Однако человек с младенчества ограничен в возможностях свободного, спонтанного выражения своей воли. По мере взросления человек вынужден отказаться от большей части своих подлинных стремлений и интересов и принять волю, желания и чувства, которые не присущи ему самому, а навязаны теми стандартами мышления и поведения, которые присущи данному обществу. Общество и семья (как психосоциальные посредники) вынуждены решать трудную задачу:
Труднее всего достигается подавление воли в области секса, ибо здесь мы имеем дело с природным инстинктом, который хуже других поддается манипулированию. Поэтому за сексуальную свободу приходилось всегда вести более активную борьбу, чем за какие-либо другие свободы. Нет нужды перечислять различные формы осуждения секса, мотивированные либо принципами морали (греховность), либо идеями сохранения здоровья (мастурбация вредна!), либо какими бы то ни было другими соображениями. Церковь запрещает регулирование рождаемости и внебрачные связи, но вовсе не потому, что она считает жизнь священной, а лишь с целью осуждения секса, если он не служит продолжению рода.
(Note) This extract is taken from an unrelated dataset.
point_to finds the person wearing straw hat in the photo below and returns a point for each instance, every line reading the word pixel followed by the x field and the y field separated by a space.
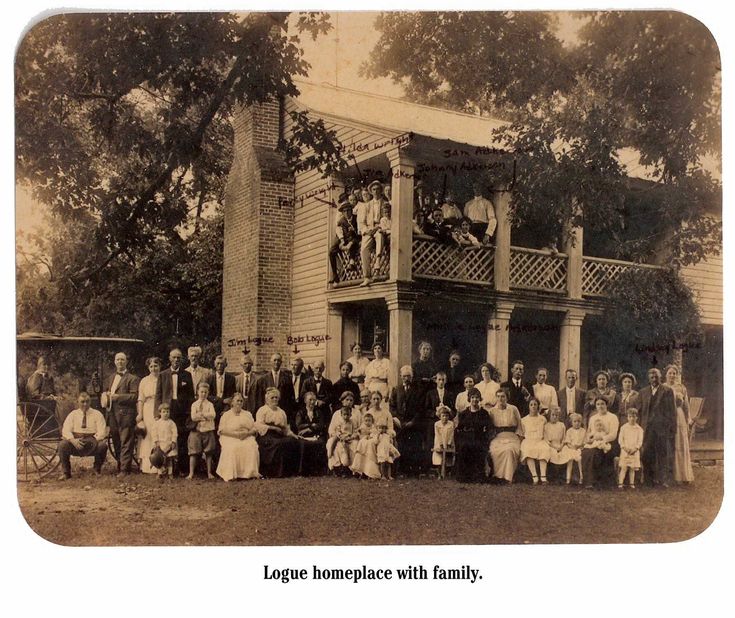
pixel 347 239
Все эти усилия по подавлению сексуальности были бы непонятны, если бы речь шла только о сексе как таковом. Нет, речь идет о том, что общество стремится сломать в человеке волю и именно поэтому хочет быть допущено и в сексуальную сферу.
Многие так называемые примитивные культуры вообще не имеют сексуальных табу, ибо они живут без подавления и эксплуатации и не нуждаются в ломке индивидуальных воль, а могут себе позволить сексуальные радости, не обремененные комплексом вины. Самое удивительное, что в таких обществах сексуальная свобода не ведет к каким-либо эксцессам и излишествам, напротив, считается нормой, когда мужчина и женщина объединяются для совместной жизни, если им хорошо и они не нуждаются в смене партнера. С другой стороны, представляется естественным, если сексуальные партнеры беспрепятственно расходятся, как только любовь проходит. В таких культурах, не ориентированных на обладание, сексуальное выражение есть выражение радости бытия. Я вовсе не хочу этим сказать, что нам нужно вернуться назад к образу жизни примитивных обществ. Это невозможно при всем желании, уже по той простой причине, что процесс дистанцирования и индивидуальной дифференциации, который принесла цивилизация, придал любви совершенно иное качество. А движение назад в истории вообще невозможно.
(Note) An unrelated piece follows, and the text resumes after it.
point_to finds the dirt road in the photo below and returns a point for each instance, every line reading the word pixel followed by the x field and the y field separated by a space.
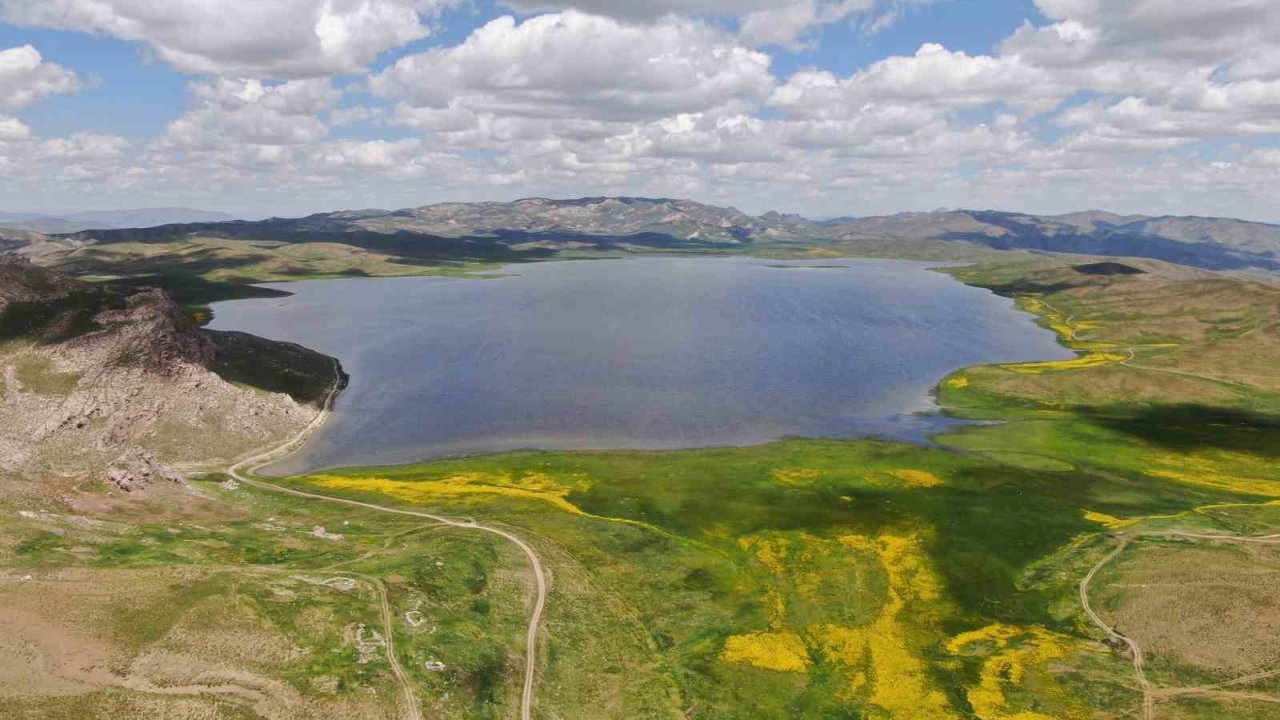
pixel 242 472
Важно то, что новые формы отказа от собственности могли бы привести к освобождению от сексуальной мании, которая характерна для всех обществ собственнического типа.
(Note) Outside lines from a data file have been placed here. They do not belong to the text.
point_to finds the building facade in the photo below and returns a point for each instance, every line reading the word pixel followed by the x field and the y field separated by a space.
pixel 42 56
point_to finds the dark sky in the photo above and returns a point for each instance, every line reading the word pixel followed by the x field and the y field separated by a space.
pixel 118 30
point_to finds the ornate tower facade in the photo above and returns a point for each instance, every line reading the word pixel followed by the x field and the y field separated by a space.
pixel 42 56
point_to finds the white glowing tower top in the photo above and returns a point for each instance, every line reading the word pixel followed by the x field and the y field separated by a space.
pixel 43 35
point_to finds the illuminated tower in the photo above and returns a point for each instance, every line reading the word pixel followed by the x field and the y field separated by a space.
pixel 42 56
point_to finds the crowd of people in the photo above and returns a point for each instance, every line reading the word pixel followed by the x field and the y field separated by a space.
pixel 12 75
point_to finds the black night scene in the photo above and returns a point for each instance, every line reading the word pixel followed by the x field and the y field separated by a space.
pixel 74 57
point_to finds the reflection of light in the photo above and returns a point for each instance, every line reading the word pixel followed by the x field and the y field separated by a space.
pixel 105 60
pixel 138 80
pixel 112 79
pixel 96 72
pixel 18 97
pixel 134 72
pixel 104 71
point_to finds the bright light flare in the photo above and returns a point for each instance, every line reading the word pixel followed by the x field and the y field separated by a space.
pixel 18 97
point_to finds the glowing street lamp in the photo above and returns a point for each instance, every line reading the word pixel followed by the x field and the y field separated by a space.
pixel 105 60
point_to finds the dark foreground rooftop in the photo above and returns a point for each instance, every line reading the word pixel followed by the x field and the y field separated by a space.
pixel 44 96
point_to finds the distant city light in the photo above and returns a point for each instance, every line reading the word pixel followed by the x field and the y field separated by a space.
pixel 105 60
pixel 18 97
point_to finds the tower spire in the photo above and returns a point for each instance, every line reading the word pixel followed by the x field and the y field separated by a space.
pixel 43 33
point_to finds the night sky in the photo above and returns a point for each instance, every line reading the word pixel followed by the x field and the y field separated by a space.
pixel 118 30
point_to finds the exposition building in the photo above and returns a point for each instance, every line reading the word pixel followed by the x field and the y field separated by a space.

Но разрушение сексуальных запретов не ведет само по себе к большей степени свободы; протест в известной мере удовлетворяется в сексуальном наслаждении и последующим чувстве вины. Только достижение внутренней независимости открывает двери свободе и устраняет потребность бесплодных выступлений за пределами сексуальной сферы. То же самое относится и ко всем прочим попыткам достигнуть свободы путем совершения недозволенных действий.